时事评论 / 2026/5/8
中文/EnglishMorality and Reason

I want to start with what I think Marx and Engels contributed the most — they identified gender inequality as a question of social status and property interests, not just a matter of men being morally worse than women.
In other words, Marx and Engels can legitimately be called the fathers of modern feminism! Before them, most female thinkers believed that women's oppression and confinement stemmed from men being morally worse. (Sure, you could blame men for blocking women's access to education and development.) But Marx saw that this oppression was actually a product of private property — a consequence of men seizing the means of production. That seizure forced women into economic dependence on men, which produced inequality. And capitalism exploited exactly that dependence, forcing women into long hours of unpaid labor.

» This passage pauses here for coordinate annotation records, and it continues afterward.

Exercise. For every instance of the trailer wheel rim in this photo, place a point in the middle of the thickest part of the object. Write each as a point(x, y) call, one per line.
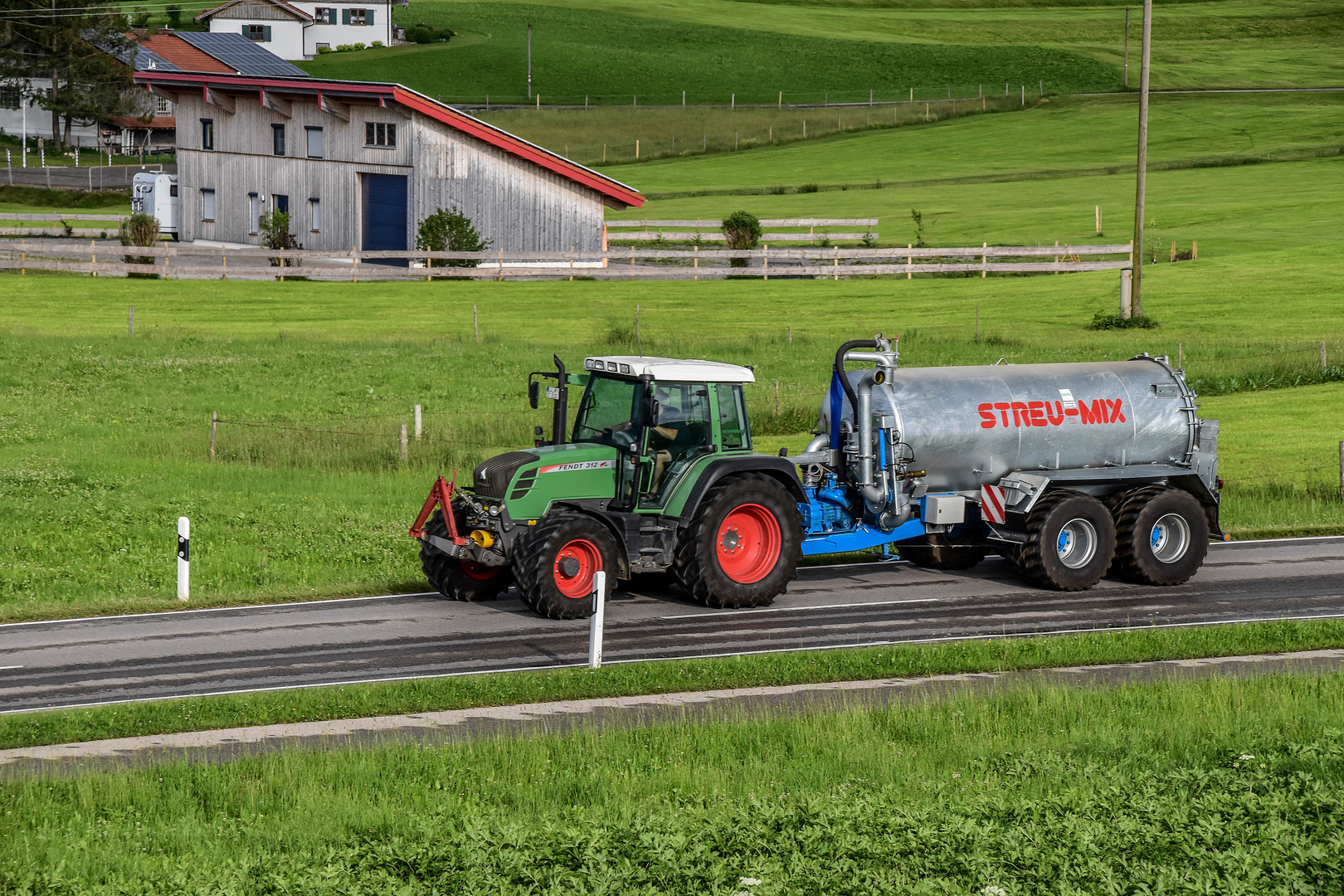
point(576, 579)
point(1170, 538)
point(1077, 544)
point(749, 543)
point(479, 571)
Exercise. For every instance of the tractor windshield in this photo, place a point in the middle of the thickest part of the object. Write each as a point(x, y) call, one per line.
point(609, 412)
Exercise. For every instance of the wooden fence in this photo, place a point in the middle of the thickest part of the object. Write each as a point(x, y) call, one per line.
point(710, 230)
point(205, 262)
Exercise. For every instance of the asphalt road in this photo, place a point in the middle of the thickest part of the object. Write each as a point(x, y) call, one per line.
point(199, 652)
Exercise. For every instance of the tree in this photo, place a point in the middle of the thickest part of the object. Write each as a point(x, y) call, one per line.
point(450, 231)
point(81, 46)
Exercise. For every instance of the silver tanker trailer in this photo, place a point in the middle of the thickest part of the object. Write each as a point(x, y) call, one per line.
point(1069, 470)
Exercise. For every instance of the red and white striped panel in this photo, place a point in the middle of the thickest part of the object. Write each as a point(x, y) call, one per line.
point(992, 504)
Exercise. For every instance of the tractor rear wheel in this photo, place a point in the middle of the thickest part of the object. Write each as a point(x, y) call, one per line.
point(1161, 536)
point(1070, 542)
point(743, 546)
point(460, 579)
point(557, 563)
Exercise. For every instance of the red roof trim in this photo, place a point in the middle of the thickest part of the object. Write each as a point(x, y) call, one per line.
point(518, 147)
point(515, 145)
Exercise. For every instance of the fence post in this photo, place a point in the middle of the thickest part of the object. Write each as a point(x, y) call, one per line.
point(183, 558)
point(598, 620)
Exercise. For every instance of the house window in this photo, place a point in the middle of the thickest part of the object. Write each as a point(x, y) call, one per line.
point(379, 134)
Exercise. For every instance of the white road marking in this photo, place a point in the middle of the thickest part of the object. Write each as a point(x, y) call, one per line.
point(823, 606)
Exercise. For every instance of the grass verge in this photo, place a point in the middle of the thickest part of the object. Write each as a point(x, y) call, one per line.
point(1220, 786)
point(496, 689)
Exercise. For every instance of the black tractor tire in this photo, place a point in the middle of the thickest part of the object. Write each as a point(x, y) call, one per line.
point(554, 566)
point(743, 546)
point(1161, 536)
point(1070, 543)
point(940, 553)
point(459, 579)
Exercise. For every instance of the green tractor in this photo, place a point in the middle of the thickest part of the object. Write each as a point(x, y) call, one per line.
point(657, 475)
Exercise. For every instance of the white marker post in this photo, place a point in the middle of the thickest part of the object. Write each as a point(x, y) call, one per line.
point(183, 558)
point(598, 613)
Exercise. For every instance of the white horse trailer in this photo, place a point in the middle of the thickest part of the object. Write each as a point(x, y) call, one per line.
point(155, 192)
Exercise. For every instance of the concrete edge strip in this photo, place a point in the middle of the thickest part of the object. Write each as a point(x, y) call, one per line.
point(340, 730)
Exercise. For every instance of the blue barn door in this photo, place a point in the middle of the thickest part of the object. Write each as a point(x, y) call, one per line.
point(385, 215)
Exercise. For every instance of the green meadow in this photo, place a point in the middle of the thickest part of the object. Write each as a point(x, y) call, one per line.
point(1224, 786)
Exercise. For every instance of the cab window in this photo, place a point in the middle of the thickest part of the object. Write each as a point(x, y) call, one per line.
point(609, 412)
point(733, 416)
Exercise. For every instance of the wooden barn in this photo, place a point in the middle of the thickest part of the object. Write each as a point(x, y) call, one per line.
point(360, 164)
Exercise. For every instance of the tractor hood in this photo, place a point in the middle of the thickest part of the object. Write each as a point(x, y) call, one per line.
point(531, 480)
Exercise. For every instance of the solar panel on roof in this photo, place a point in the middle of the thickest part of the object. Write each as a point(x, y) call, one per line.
point(242, 54)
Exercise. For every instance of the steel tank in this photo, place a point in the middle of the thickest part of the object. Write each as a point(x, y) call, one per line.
point(969, 426)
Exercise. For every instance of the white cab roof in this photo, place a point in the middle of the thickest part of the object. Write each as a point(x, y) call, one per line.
point(670, 368)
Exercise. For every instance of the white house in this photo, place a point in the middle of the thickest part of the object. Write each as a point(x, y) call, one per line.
point(300, 30)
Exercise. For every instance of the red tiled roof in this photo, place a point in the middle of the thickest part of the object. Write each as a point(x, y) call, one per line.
point(182, 54)
point(605, 186)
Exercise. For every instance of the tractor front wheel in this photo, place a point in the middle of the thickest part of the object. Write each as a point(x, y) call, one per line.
point(557, 563)
point(460, 579)
point(743, 546)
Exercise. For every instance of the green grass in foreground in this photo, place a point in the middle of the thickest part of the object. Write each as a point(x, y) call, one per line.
point(1213, 787)
point(498, 689)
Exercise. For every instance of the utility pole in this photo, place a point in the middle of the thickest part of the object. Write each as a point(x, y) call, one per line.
point(1127, 47)
point(1146, 56)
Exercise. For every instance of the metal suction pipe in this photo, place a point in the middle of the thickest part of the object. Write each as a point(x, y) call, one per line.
point(873, 492)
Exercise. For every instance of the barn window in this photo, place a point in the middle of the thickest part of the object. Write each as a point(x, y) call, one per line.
point(379, 134)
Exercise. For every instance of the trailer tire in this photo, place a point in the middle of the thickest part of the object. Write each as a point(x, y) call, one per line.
point(1161, 536)
point(1070, 543)
point(457, 579)
point(743, 546)
point(940, 553)
point(555, 566)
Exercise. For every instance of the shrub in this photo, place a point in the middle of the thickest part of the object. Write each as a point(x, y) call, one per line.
point(1112, 320)
point(743, 230)
point(275, 232)
point(450, 231)
point(139, 230)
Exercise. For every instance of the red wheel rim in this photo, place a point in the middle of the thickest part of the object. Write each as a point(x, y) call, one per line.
point(479, 571)
point(747, 543)
point(576, 579)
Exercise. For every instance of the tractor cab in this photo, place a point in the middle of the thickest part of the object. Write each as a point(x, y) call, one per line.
point(660, 416)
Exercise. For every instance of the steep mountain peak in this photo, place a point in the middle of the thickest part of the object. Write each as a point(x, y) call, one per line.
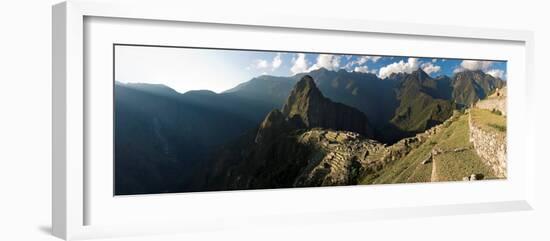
point(421, 74)
point(305, 85)
point(307, 106)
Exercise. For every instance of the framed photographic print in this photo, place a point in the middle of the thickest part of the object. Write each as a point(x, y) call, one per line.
point(176, 121)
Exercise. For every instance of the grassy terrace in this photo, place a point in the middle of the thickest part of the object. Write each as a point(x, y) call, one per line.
point(457, 160)
point(454, 165)
point(489, 120)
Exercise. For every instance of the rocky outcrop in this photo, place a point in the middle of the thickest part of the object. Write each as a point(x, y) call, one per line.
point(495, 102)
point(490, 146)
point(307, 106)
point(471, 86)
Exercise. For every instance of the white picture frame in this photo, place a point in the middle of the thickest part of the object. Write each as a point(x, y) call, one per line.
point(72, 191)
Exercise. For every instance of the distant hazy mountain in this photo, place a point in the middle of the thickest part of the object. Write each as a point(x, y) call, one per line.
point(471, 86)
point(162, 135)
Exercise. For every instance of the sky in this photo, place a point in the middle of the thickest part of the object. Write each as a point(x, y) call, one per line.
point(185, 69)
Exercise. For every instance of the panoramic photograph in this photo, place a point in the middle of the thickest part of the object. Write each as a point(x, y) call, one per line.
point(203, 119)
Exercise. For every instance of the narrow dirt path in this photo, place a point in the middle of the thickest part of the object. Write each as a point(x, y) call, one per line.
point(434, 177)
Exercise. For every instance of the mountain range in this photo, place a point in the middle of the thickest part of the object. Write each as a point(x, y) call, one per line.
point(166, 141)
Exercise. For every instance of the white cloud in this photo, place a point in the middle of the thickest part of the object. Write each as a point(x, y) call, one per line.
point(474, 65)
point(261, 63)
point(399, 67)
point(364, 69)
point(327, 61)
point(299, 64)
point(430, 68)
point(375, 59)
point(364, 59)
point(277, 61)
point(497, 73)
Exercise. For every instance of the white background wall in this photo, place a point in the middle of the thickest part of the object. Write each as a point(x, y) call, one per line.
point(25, 120)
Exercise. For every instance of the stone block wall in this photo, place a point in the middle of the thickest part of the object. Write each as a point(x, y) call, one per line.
point(491, 147)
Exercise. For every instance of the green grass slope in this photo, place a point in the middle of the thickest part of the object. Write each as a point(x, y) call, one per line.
point(453, 160)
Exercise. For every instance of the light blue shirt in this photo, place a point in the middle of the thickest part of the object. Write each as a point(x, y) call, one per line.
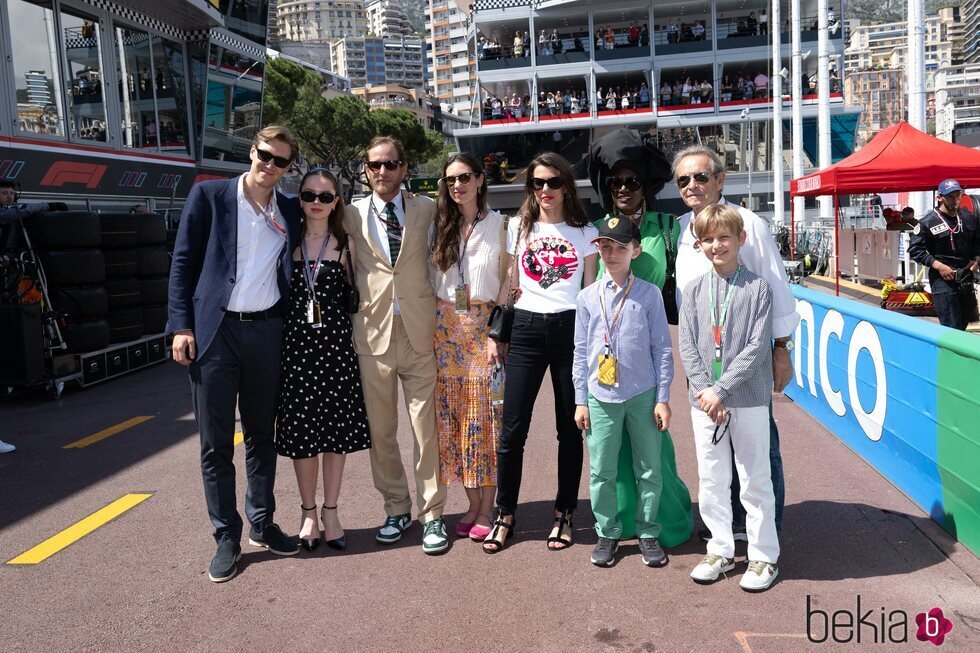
point(640, 342)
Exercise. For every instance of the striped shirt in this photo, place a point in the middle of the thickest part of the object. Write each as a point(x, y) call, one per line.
point(746, 352)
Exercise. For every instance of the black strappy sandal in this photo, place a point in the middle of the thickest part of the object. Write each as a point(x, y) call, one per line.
point(565, 518)
point(493, 538)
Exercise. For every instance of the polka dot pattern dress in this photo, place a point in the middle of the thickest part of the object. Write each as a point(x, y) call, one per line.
point(321, 405)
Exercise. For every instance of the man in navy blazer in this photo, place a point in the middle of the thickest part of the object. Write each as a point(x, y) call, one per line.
point(228, 285)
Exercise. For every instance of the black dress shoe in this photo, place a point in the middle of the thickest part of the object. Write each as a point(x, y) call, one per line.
point(224, 564)
point(274, 539)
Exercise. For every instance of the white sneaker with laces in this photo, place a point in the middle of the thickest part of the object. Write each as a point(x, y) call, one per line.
point(759, 576)
point(709, 569)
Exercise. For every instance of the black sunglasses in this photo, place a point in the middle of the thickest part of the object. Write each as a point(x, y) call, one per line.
point(325, 197)
point(390, 165)
point(701, 177)
point(554, 183)
point(265, 156)
point(450, 180)
point(631, 183)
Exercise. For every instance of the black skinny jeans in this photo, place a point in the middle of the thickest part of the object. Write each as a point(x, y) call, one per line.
point(539, 341)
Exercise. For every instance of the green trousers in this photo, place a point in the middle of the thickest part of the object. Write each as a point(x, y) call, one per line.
point(605, 440)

This same logic applies to politics today. Trump isn't really sending ICE to Minneapolis to enforce the law! His real goal is to pressure local residents into voting Republican in the midterms. Same thing with his deliberately crude way of speaking — it's calculated to attract a specific voter base. The Epstein case doesn't reveal Epstein, Clinton, Bill, and the rest as uniquely evil individuals — it reveals the judicial system's powerlessness when it faces the elite class.
These examples point to the same thing: we need to resist the impulse to reduce everything to personal morality. Yes, humans are irrational — but that doesn't mean every single human action is irrational. After all, money and power play a huge role in your decision-making, don't they?!